Thursday, February 12, 2009

Roses Are Red

Roses are Red
Aug 11, '08

A short to keep in mind as you do your summer chores outside...


Kate Murphy was a good woman. She had a nice house on the corner of Elm and Prescott streets. She had worked hard to keep up after her husband Leo up and disappeared some fifteen years ago after a drunken fight which he had actually struck her. No one knew what ever happened to Leo Murphy, but he was not really missed by many.

Mrs. Murphy had rose bushes in her front yard, large, award-winning rose bushes that she tended to on a daily basis. Folks in the neighborhood would use them as a landmark.
“Turn left at the house with the roses out front,” they would say.

On a summer’s night, the aroma of the bushes would fill the air in the area and always put people in a good mood when they walked by.

Well, not everyone.

Jake Sally was a bully. Seventeen years old and a recent dropout, he was on a fast track to nowhere. He lived just 4 doors down from the kind little Kate Murphy. He had few interests, and the ones he had were not good.

His current hobby was making the life of Jimmy Gutz a living hell. The young Mr. Gutz had offended Jake one day by not having any money to buy Jake a cold Coke at the corner store. For that offense, Jake had began tormenting Jimmy at every opportunity.

Last Thursday was no exception.

He had chased Jimmy from the corner of Elm and Hancock all the to the corner of Elm and Prescott. Jimmy was fast. With speed born of desperation and fear, he managed to stay just ahead of Jake.

When the pursuit reached the front yard of the Murphy house, Jimmy cut the corner. Jake, larger and full of anger, ran very close to the rose bushes that sat in mute witness to the human drama. Jake's arm brushed the roses and he ran past, the thorns on the bushes ripping his arm open, blood welling up fast.
He growled and stopped, his hand over the open wounds, blood seeping between his fingers.

“Goddamn plants bit me!” He forgot about the rapidly diminishing Johnny Gutz and returned to his house to nurse his wounds.

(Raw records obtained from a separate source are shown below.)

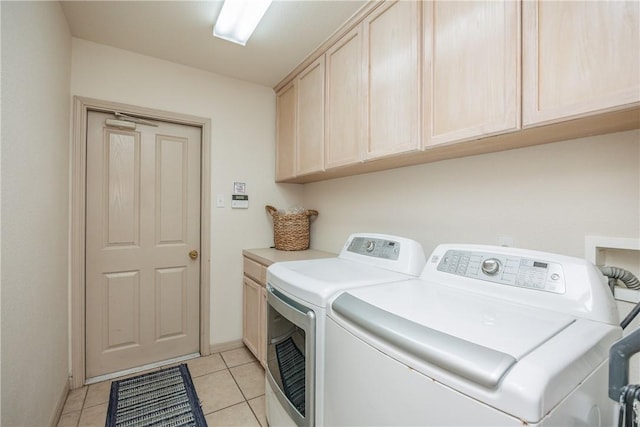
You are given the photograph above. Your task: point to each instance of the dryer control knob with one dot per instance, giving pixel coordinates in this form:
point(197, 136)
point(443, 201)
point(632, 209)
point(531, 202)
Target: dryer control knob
point(490, 266)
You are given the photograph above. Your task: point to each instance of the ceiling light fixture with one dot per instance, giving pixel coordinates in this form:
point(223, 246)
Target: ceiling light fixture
point(238, 19)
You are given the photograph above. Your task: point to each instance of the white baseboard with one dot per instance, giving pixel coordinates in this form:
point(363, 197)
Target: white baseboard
point(225, 346)
point(62, 399)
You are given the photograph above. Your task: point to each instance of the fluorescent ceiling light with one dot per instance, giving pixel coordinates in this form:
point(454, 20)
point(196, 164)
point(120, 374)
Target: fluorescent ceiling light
point(238, 19)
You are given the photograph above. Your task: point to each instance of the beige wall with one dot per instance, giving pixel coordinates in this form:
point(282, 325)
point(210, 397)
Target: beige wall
point(36, 54)
point(546, 198)
point(242, 141)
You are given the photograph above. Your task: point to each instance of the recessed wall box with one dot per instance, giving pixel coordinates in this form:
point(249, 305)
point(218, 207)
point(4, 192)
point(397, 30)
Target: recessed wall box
point(239, 201)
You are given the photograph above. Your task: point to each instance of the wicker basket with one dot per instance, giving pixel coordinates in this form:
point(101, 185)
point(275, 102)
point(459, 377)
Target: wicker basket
point(291, 231)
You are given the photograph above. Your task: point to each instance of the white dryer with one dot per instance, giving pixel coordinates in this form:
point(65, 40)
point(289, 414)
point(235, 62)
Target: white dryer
point(297, 295)
point(487, 336)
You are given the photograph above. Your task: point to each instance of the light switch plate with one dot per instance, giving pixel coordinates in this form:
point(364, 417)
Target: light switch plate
point(239, 201)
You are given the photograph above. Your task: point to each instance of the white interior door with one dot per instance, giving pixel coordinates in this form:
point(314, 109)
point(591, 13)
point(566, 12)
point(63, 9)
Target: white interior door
point(143, 220)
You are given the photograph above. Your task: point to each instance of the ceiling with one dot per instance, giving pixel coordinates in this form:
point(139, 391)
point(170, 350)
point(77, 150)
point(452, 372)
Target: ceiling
point(181, 32)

Friday night came around, as it always does, and it found Jake hanging out at “Dog” Turner's garage, as he did every Friday. Dog was as much a loser as Jake was, and the two just would sit in the garage and drink and smoke and talk trash about the world in general.

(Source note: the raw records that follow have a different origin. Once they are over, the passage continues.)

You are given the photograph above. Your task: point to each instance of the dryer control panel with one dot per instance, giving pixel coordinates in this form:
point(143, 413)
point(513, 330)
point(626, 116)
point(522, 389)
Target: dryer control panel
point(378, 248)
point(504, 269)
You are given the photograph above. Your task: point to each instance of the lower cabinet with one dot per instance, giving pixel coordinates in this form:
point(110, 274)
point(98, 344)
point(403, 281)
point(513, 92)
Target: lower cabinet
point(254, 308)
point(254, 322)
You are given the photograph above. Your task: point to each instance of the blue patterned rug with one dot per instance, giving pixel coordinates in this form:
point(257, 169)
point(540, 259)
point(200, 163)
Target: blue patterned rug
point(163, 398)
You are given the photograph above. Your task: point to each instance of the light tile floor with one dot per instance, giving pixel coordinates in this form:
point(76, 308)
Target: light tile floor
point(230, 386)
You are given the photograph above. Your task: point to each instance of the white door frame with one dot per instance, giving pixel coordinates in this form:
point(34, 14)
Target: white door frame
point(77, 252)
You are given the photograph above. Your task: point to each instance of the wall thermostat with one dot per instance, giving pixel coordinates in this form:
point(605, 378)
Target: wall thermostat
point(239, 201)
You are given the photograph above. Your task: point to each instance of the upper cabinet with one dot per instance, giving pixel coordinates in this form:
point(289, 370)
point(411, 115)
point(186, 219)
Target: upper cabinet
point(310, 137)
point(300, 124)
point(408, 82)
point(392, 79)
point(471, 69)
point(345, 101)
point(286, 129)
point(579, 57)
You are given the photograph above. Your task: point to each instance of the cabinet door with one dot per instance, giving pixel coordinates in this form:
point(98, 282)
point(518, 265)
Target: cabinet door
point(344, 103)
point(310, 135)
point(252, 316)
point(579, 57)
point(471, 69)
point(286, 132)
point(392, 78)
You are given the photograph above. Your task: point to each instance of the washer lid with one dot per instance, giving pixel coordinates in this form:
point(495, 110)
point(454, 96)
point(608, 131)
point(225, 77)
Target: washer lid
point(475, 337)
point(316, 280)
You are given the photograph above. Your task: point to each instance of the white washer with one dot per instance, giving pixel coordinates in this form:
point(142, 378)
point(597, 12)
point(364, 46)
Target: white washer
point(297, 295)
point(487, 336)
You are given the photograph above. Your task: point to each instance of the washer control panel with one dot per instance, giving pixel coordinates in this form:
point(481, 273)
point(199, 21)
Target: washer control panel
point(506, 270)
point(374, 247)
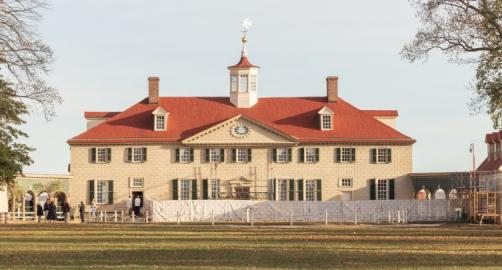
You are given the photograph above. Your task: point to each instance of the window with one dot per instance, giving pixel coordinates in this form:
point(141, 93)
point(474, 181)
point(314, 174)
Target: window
point(326, 122)
point(137, 182)
point(185, 189)
point(215, 189)
point(185, 155)
point(242, 155)
point(252, 83)
point(283, 189)
point(345, 182)
point(233, 83)
point(160, 122)
point(214, 155)
point(310, 190)
point(310, 155)
point(382, 192)
point(243, 83)
point(282, 155)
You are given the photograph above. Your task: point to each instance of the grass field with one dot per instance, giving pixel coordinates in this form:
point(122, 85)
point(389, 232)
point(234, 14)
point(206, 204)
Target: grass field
point(102, 246)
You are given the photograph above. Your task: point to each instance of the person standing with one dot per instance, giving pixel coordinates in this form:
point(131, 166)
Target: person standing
point(93, 210)
point(81, 209)
point(40, 212)
point(137, 205)
point(66, 211)
point(51, 216)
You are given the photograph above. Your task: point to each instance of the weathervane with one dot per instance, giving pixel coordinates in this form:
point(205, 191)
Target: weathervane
point(246, 23)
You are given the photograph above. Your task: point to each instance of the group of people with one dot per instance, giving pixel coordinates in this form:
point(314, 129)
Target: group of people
point(49, 211)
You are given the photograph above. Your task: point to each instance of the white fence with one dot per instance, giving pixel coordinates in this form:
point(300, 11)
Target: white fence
point(303, 211)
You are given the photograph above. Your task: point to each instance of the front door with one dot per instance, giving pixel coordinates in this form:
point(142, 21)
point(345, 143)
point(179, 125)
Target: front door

As he sat there, Jake saw the rusty clippers hanging on the wall of the garage. Being drunk, and just as angry as he normally was, he decided that the rose bushes of the kind Mrs. Murphy needed to be taught a lesson. He told Dog that he was “gonna borrow them things” and would back in a while.

He set out into the darkness with the clippers and mayhem on his mind.

The moon was full that night and the residential streets were quiet, as they normally were. Jake walked the few blocks to the corner, and stood there and looked at the rose bushes. He figured it would take only a few minutes to reduce the once proud roses to a heap of green kindling.

He stalked across the street and bent low to get at his first victim. He reached in with the clippers, spread them apart, and was ready to cut , a evil grin on his face.

The clippers never came together.

The plant he crouched next too lashed out. A thick thorn-filled vine wrapped itself around his throat, choking off any attempt to cry out.

He dropped the clippers and grabbed at the vine that seemed to pull him in. Blood ran like water from his tortured neck and grasping fingers.

A second vine snaked out, wrapping around his wrist. A third joined in, twining around his other wrist with a speed unlike any plant could muster.

His eyes wide with terror and pain, Jake knew on a primal level that he was in real danger. He fought back, his youth and strength seeming to gain ground on his attacker.

But the rose bush was not alone. The one next to it joined in the attack, grabbing his legs and slamming him to the ground. He twisted and turned, but the thorns and vines held. Blood stained the grass as he was slowly pulled into the leafy mass.

The roses moved slightly, as he fought a bit more. Then, as the moonlight poured down on the scene, they were still.

A few minutes later, a single vine reached outward and grabbed a hold of the clippers, and they, too, were slipped into the bush.

The next morning dawned as the roses blossomed full and rich, bright red and beautiful.

Mrs. Kate Murphy walked out onto her porch, bent down and picked up the shiny set of clippers that were lying there. She calmly walked out to her shed and hung them up on the wall next to the other new cutting tools that hung there, the first one being the large machete her husband had been wielding the night he disappeared so long ago.

“All you have to do is feed them,” she said as she walked out to admire her roses.